While that’s primarily just a good story (although it reminds us that word of mouth is always the best advertising, if you can tap it), a related story is both fun and valuable. Kelli Tatum, the Executive Director of the Widespot Performing Arts Center, participated in the workshop. She explained to the attendees that her venue had a seating capacity of 120. That’s not so unusual, but they are located in Stockholm, WI which has a population of 66. Clearly, the only way to survive in that situation is to be highly engaged with the entire population (and then some).
And when I was in Cincinnati I had the pleasure of meeting with the leaders of the many community arts centers in that city. Each had different needs, but all were concerned with effectively reaching their particular neighborhood or area. I realized very quickly that their approach needed to be nearly identical to that taken by the leaders of arts organizations in Wisconsin’s small towns.

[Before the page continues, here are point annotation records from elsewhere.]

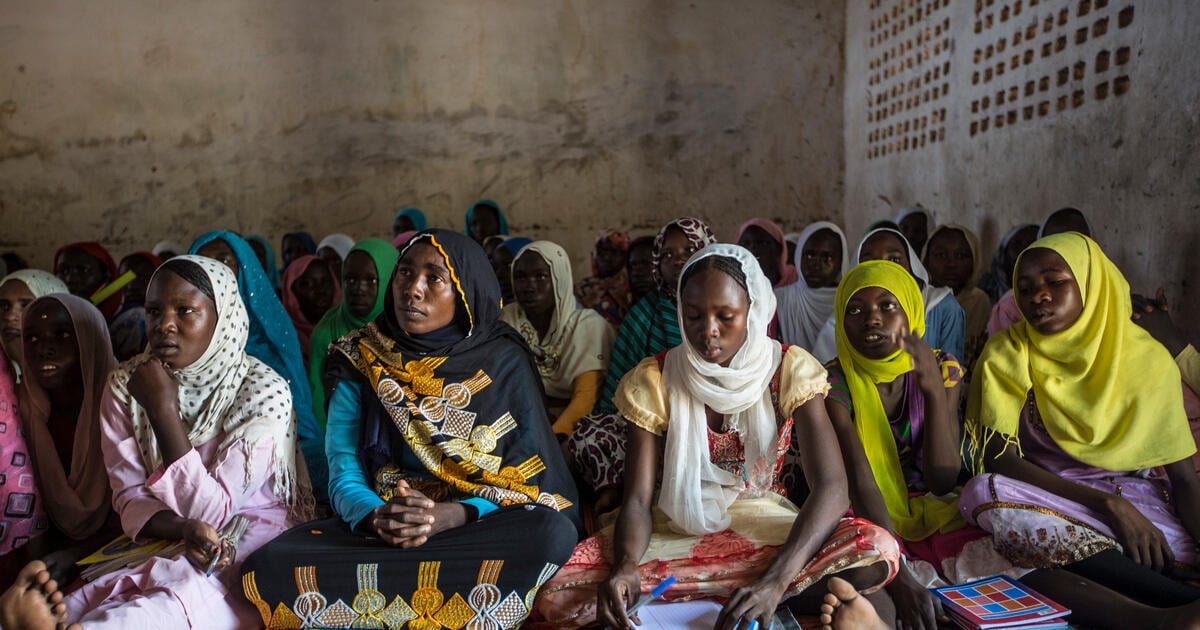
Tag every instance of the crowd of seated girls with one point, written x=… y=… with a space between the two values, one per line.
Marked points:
x=447 y=429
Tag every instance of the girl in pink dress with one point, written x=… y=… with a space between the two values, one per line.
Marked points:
x=195 y=432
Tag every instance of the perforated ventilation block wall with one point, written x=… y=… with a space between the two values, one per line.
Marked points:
x=1029 y=59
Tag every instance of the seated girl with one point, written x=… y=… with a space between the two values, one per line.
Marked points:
x=24 y=515
x=765 y=240
x=1077 y=417
x=709 y=423
x=87 y=268
x=1006 y=312
x=894 y=403
x=310 y=291
x=570 y=345
x=271 y=339
x=334 y=249
x=822 y=257
x=129 y=325
x=453 y=501
x=952 y=257
x=265 y=255
x=17 y=292
x=503 y=251
x=598 y=445
x=945 y=319
x=196 y=432
x=607 y=288
x=65 y=360
x=365 y=277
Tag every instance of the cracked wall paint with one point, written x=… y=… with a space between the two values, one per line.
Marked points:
x=271 y=117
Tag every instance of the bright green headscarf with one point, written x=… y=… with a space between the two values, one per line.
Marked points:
x=913 y=519
x=340 y=321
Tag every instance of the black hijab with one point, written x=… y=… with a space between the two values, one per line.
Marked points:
x=433 y=391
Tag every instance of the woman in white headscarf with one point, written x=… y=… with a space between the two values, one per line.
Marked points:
x=953 y=259
x=570 y=345
x=822 y=256
x=721 y=407
x=199 y=441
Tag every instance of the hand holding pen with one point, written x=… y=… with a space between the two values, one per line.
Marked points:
x=631 y=613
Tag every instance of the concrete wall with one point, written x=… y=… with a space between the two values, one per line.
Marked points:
x=135 y=121
x=1104 y=117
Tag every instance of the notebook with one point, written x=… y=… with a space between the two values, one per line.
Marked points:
x=1000 y=603
x=699 y=615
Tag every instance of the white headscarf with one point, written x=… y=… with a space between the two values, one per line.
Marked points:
x=167 y=246
x=39 y=282
x=225 y=390
x=804 y=310
x=696 y=493
x=579 y=340
x=339 y=243
x=929 y=293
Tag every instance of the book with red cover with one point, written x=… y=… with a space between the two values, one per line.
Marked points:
x=1000 y=603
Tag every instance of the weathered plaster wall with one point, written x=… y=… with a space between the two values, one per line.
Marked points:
x=135 y=121
x=1131 y=161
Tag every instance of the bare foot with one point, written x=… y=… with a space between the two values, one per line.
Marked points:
x=844 y=609
x=33 y=601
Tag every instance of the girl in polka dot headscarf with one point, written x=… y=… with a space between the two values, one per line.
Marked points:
x=198 y=438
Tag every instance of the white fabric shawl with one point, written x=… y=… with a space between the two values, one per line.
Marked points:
x=928 y=292
x=804 y=310
x=223 y=390
x=579 y=340
x=696 y=493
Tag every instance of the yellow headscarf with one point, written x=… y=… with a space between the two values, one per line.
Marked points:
x=1108 y=393
x=918 y=517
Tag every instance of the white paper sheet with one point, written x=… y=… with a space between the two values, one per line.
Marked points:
x=696 y=615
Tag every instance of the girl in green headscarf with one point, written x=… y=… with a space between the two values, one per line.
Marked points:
x=365 y=277
x=892 y=401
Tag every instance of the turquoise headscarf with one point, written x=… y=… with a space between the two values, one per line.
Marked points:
x=273 y=268
x=273 y=340
x=499 y=216
x=340 y=321
x=415 y=216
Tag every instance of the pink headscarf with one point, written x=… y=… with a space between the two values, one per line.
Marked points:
x=77 y=501
x=787 y=274
x=292 y=303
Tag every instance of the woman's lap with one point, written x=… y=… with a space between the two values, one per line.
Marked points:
x=325 y=575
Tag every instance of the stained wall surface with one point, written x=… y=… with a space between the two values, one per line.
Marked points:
x=997 y=112
x=129 y=123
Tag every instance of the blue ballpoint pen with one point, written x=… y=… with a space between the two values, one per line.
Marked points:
x=213 y=564
x=654 y=594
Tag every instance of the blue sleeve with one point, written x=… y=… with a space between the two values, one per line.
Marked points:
x=349 y=491
x=483 y=507
x=948 y=323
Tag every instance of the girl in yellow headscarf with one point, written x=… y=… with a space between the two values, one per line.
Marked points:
x=892 y=400
x=1077 y=415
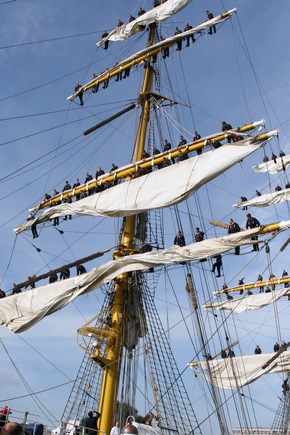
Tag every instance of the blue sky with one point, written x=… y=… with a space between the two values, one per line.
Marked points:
x=239 y=75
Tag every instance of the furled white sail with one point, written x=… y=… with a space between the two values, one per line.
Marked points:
x=154 y=190
x=22 y=310
x=160 y=13
x=271 y=167
x=247 y=303
x=232 y=373
x=267 y=199
x=147 y=50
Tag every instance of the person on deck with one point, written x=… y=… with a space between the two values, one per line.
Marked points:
x=179 y=239
x=217 y=265
x=234 y=228
x=210 y=17
x=80 y=94
x=178 y=43
x=188 y=27
x=253 y=223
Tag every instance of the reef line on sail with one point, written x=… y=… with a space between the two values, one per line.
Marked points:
x=267 y=199
x=273 y=166
x=159 y=13
x=21 y=311
x=236 y=372
x=150 y=191
x=141 y=56
x=249 y=302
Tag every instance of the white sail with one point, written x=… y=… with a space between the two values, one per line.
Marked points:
x=232 y=373
x=147 y=50
x=267 y=199
x=22 y=310
x=248 y=303
x=160 y=13
x=273 y=168
x=154 y=190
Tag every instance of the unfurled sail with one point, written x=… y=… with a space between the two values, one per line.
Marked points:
x=159 y=13
x=249 y=302
x=21 y=311
x=273 y=166
x=154 y=190
x=232 y=373
x=267 y=199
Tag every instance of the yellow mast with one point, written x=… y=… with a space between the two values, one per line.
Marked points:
x=109 y=391
x=131 y=170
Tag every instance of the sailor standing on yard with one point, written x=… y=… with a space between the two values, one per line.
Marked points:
x=234 y=228
x=253 y=223
x=179 y=239
x=116 y=429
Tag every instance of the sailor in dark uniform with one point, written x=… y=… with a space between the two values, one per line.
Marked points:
x=234 y=228
x=77 y=87
x=179 y=239
x=253 y=223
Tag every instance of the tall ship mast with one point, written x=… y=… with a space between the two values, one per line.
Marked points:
x=169 y=259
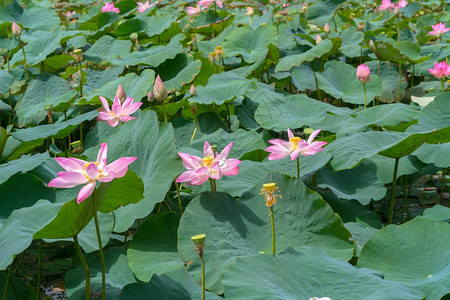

A particularly interesting development in my meeting with them had to do with their angst about the new approach to funding, based on community outcomes, that ArtsWave has initiated there. They were, to a person, concerned that they could not compete with the major arts institutions in Cincinnati. Their attendance numbers are small (relatively) and they felt that would put them at a disadvantage. I suggested considering another metric. (I never imagined I’d actually use that word.) I asked them to identify the total number of people in the communities they were designed to serve and note the percentage of that population they served. That number, their reach percentage, will be, I am confident, far higher than that of their major institution competitors. That’s also not a bad way for rural arts leaders to demonstrate effectiveness to outsiders.
I’ve said for a long time that arts leaders in small communities are far better at understanding and implementing community engagement than their peers in larger settings. They have to be. But it is also true that local arts centers in urban areas are similarly attuned to their constituents. There are valuable lessons to be learned from them as we seek to be better community engagers.